Question

The mean and variance of seven observations are 8 and 16, respectively. If 5 of the observations are $2,4,10,12,14$ then, the product of the remaining two observations.

Answer 1

Hint: According to the question we have to determine the product of the remaining two observations. So, first of all we have to let the two other observations.
Now, we have to find the mean of all the observations with the help of the formula as given below:

Formula used: Mean $\overline x = \dfrac{{\sum\limits_{i = 1}^{i = n} {{x_i}} }}{n}.................(a)$
Hence, with the help of the formula above, can obtain the required mean for the given data.
Now, we have to find the variance with the help of the formula to find the variance as given below:
Formula used:
Variance$ = \dfrac{{\sum\limits_{i = 1}^{i = n} {{{({x_i} - \overline x )}^2}} }}{n}...................(b)$
As we know that variance is already given in the question hence, with the help of the formula to find the variance we can obtain a quadratic expression in terms of the two observations we let.
Now, on solving the both of the expressions obtained we can find the both of the observations we let and also their product.

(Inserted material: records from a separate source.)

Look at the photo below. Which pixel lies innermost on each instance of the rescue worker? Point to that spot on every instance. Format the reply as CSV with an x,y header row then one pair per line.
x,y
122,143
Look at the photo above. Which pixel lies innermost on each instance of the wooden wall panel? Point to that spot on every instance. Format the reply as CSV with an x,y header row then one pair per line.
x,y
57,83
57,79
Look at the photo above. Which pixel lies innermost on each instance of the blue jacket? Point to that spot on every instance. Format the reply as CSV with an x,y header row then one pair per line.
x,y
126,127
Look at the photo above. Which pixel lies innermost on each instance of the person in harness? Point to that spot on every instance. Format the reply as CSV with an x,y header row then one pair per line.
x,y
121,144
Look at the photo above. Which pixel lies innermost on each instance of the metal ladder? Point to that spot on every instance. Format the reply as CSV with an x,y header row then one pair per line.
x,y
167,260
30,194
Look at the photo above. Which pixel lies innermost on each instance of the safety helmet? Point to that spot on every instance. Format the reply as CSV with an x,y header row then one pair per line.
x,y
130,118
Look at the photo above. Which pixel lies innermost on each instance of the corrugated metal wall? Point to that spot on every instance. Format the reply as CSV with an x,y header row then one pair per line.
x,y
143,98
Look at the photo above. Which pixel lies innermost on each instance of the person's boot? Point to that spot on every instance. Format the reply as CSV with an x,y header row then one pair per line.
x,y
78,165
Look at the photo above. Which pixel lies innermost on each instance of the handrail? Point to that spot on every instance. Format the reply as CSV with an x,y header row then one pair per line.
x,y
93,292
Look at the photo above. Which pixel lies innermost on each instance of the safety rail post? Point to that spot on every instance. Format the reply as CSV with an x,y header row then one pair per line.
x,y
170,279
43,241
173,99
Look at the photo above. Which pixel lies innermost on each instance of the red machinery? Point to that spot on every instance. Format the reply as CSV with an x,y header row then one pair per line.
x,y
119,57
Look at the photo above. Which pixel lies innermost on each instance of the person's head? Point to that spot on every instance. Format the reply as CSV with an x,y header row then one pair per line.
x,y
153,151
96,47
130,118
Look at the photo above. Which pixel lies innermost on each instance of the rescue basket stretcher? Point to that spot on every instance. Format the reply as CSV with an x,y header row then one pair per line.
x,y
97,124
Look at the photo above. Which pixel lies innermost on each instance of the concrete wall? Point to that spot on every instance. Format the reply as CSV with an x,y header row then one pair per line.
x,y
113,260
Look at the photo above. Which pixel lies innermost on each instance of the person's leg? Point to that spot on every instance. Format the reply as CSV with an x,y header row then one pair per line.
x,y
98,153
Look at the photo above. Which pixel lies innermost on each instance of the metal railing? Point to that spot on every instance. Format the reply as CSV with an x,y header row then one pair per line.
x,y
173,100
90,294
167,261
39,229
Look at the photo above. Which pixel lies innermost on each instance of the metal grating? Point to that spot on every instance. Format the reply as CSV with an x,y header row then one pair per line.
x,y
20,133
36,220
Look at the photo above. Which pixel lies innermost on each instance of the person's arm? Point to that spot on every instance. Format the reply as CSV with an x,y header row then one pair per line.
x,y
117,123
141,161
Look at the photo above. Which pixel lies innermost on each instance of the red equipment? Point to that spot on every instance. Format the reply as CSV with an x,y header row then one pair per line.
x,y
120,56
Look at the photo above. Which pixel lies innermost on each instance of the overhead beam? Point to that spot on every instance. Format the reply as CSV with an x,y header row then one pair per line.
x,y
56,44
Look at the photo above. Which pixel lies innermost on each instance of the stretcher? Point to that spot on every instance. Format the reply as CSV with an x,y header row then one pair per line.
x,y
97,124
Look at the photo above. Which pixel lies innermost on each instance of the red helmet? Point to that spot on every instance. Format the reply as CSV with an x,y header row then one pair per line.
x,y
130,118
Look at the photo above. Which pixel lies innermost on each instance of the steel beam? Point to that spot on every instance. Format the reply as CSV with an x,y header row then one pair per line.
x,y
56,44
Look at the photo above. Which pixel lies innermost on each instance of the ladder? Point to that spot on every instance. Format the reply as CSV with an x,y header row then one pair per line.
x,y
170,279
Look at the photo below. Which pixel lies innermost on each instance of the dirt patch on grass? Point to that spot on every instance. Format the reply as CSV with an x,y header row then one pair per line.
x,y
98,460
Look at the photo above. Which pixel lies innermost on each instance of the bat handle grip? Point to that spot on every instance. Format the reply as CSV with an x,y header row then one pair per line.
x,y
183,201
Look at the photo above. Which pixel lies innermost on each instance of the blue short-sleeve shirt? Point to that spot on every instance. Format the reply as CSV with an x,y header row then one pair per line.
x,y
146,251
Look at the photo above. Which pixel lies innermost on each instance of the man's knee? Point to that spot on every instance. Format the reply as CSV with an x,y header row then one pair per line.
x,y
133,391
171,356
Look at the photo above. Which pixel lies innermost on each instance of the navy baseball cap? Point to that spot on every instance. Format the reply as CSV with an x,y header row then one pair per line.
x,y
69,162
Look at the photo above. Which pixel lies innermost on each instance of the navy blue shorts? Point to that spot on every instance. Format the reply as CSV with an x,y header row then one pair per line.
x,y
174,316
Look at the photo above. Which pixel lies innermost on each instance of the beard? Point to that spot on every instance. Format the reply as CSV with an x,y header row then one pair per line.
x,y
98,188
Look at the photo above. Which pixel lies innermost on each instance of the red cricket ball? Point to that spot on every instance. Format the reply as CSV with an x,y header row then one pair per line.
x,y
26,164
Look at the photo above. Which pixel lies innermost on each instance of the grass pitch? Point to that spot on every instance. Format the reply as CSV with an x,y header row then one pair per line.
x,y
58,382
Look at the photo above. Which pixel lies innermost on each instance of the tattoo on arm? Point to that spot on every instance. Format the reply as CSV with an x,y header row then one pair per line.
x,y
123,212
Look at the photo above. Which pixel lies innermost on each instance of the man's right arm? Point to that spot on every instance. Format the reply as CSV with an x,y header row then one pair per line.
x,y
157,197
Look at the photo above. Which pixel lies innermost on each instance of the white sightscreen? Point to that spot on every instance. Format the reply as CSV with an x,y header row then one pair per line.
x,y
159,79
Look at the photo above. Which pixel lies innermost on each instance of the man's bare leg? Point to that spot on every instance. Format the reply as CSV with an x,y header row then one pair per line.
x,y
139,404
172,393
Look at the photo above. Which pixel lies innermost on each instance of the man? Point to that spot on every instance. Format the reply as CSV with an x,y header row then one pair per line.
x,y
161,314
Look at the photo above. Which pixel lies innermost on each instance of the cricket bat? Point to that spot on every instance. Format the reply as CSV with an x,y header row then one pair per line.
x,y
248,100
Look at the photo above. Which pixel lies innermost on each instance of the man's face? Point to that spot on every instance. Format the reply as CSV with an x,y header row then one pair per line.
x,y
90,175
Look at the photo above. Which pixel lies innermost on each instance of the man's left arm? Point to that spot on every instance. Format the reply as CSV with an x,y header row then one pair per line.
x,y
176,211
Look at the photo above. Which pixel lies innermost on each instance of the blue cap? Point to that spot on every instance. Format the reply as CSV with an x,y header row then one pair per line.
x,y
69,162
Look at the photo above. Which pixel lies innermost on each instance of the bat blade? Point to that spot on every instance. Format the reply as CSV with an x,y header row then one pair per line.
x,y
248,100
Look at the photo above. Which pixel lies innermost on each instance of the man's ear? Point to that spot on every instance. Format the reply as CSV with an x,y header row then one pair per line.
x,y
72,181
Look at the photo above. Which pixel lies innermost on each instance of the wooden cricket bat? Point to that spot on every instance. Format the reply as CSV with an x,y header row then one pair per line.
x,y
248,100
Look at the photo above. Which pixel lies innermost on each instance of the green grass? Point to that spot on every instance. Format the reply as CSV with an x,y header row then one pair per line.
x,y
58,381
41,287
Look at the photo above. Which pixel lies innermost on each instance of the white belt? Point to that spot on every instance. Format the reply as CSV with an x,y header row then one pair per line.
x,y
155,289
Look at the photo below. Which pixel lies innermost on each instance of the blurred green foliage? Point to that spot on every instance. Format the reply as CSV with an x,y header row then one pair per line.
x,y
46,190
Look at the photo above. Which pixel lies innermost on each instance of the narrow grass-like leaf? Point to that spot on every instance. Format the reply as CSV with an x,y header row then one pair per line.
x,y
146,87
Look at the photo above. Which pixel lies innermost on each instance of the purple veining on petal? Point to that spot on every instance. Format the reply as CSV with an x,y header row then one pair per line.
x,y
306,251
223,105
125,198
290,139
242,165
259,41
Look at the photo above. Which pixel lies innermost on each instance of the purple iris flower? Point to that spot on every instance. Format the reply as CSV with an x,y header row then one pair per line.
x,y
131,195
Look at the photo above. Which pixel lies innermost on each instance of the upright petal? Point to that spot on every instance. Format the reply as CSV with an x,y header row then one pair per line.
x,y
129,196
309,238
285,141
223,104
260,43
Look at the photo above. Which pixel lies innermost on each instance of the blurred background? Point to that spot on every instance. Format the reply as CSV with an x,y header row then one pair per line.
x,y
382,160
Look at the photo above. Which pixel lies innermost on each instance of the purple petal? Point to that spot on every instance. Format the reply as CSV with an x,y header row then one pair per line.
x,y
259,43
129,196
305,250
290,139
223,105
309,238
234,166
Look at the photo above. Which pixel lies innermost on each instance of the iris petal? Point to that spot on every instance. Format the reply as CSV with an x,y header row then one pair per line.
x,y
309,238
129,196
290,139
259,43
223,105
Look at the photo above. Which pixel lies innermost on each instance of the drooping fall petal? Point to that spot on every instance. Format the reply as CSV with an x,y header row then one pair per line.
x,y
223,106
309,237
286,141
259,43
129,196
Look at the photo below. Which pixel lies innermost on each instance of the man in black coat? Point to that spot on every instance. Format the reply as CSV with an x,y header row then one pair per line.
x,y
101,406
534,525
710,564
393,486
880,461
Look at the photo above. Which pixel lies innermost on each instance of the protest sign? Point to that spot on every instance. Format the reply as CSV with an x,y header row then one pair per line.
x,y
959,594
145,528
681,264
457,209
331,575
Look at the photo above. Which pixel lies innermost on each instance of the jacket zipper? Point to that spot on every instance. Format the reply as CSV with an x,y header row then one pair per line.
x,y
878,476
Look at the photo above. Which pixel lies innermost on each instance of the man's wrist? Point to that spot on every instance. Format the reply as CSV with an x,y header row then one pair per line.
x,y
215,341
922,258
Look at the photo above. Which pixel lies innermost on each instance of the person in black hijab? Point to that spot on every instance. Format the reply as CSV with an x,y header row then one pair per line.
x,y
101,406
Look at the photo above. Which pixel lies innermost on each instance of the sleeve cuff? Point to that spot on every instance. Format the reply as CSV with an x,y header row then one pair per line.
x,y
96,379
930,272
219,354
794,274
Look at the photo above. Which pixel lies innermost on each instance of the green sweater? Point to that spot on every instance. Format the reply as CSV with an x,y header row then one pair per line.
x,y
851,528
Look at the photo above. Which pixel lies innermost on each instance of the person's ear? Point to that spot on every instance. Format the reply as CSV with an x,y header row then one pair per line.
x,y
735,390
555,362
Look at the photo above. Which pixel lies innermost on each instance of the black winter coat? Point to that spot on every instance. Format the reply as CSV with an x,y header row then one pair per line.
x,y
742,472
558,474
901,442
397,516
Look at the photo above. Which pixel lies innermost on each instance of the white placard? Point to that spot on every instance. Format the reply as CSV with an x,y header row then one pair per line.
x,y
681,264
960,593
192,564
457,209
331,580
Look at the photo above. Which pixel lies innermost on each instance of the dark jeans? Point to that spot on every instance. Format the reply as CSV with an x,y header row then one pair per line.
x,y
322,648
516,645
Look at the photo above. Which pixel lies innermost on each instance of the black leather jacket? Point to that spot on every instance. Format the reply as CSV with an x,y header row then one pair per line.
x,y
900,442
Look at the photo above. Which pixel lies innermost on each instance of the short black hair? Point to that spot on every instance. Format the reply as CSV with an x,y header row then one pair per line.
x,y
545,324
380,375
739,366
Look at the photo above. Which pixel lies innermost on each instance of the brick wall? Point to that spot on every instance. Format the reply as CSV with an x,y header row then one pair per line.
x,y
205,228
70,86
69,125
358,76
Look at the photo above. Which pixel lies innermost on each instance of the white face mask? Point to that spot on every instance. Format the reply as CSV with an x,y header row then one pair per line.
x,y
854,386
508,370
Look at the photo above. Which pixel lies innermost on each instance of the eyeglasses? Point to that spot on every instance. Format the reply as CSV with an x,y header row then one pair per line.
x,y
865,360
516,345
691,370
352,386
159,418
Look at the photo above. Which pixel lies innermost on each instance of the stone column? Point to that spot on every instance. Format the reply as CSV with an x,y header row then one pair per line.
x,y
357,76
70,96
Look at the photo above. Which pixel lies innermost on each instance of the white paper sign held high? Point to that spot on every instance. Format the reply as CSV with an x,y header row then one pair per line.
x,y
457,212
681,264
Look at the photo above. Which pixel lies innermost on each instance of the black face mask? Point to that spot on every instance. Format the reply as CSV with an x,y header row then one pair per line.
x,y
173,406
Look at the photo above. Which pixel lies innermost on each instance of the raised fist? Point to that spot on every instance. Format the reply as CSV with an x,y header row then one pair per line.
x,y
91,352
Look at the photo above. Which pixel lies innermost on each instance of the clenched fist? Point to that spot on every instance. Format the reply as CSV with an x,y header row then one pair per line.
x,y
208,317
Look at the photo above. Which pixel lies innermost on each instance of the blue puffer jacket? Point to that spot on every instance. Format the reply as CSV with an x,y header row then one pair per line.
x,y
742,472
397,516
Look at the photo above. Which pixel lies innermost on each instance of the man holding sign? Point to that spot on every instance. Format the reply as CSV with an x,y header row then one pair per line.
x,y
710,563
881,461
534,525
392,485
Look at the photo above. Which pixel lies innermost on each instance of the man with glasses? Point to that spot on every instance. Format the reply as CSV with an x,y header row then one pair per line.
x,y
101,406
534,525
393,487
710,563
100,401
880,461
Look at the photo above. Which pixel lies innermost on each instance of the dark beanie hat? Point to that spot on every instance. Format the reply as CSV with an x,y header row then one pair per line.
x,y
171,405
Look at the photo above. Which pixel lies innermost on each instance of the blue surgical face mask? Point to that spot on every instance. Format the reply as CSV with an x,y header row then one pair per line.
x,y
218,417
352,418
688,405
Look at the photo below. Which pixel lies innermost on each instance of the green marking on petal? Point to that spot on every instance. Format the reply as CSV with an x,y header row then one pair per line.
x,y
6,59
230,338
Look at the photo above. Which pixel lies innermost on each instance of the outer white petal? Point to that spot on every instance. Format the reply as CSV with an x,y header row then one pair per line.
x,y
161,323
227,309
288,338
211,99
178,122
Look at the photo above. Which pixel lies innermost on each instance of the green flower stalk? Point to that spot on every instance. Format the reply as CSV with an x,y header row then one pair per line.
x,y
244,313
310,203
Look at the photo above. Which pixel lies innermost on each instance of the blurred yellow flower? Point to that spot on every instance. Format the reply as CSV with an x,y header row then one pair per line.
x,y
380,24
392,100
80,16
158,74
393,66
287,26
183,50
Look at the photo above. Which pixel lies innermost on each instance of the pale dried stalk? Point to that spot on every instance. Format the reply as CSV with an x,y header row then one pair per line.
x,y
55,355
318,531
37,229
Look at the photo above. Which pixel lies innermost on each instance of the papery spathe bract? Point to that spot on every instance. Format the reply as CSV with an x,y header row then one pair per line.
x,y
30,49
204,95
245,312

Complete step-by-step solution:
Given,
5 of the observations are $2,4,10,12,14$
Mean = 8
Variance = 16
Step 1: First of all we have to let the remaining two observations be x and y.
Step 2: Now, we have to find the mean of all the seven observations which are $2,4,10,12,14,x,y$ with the help of the formula (a) to find the mean of the given data as mentioned in the solution hint.
$\overline x = \dfrac{{2 + 4 + 10 + 12 + 14 + x + y}}{7}$
On, substituting the value of $\overline x $ which is the mean as given in the question,
$
   \Rightarrow 8 = \dfrac{{2 + 4 + 10 + 12 + 14 + x + y}}{7} \\
   \Rightarrow 8 = \dfrac{{42 + x + y}}{7}
 $
On applying cross-multiplication in the expression obtained just above,
$
   \Rightarrow x + y = 56 - 42 \\
   \Rightarrow x + y = 14......................(1)
 $
Step 3: Now, we have to find the value of ${({x_i} - \overline x )^2}$ which is obtained below:

${x_i}$	$({x_i} - \overline x )$
2	$2 - 8 = - 6$
4	$4 - 8 = - 4$
10	$10 - 8 = 2$
12	$12 - 8 = 4$
14	$14 - 8 = 6$
X	$x - 8$
y	$y - 8$

Step 4: Now, we have to find the variance of the given data with the help of the formula (b) as mentioned in the solution hint and as we know that the variance is 16 hence on substituting all the values.
$ \Rightarrow 16 = \dfrac{{\sum\limits_{i = 1}^{i = n} {\left[ {{{( - 6)}^2} + {{( - 4)}^2} + {{(2)}^2} + {{(4)}^2} + {{(6)}^2} + {x^2} + {y^2} - 2 \times 8(x + y) + 2 \times {{(8)}^2}} \right]} }}{7}$
Step 5: Now, on substituting the values of $(x + y)$from the step 2 in the expression obtained in the step 4,
$
   \Rightarrow 16 = \dfrac{{\left[ {{{( - 6)}^2} + {{( - 4)}^2} + {{(2)}^2} + {{(4)}^2} + {{(6)}^2} + {x^2} + {y^2} - 2 \times 8(14) + 2 \times {{(8)}^2}} \right]}}{7} \\
   \Rightarrow 16 = \dfrac{{\left[ {36 + 16 + 4 + 16 + 36 + {x^2} + {y^2} - 224 + 2 \times 64} \right]}}{7} \\
   \Rightarrow 16 = \dfrac{{\left[ {108 + {x^2} + {y^2} - 224 + 128} \right]}}{7} \\
   \Rightarrow 16 = \dfrac{{12 + {x^2} + {y^2}}}{7}
 $
Applying cross-multiplication in the expression obtained just above,
$
   \Rightarrow {x^2} + {y^2} = 112 - 12 \\
   \Rightarrow {x^2} + {y^2} = 100...............(2)
 $
Now, from the expression (1), we obtain
$ \Rightarrow {x^2} + {y^2} + 2xy = 196................(3)$
Step 6: Now, on subtracting equation (2) from equation (3) we can obtain the required multiplication of remaining two observations.
$
   \Rightarrow ({x^2} + {y^2} + 2xy) - ({x^2} + {y^2}) = 196 - 100 \\
   \Rightarrow 2xy = 96 \\
   \Rightarrow xy = \dfrac{{96}}{2} \\
   \Rightarrow xy = 48
 $

Hence, with the help of the formula (a) and (b) we can obtain the product of the remaining two observations $xy = 48$

Note: Variance is a measurement of the spread between a given number of the data set that is, it measures how far each number in the set is from the mean and hence, from every other number in the set.
The mean is the average of the data set and the mode is the most common number in that data set mean can be obtained by dividing the sum of all the given data by the total number of data.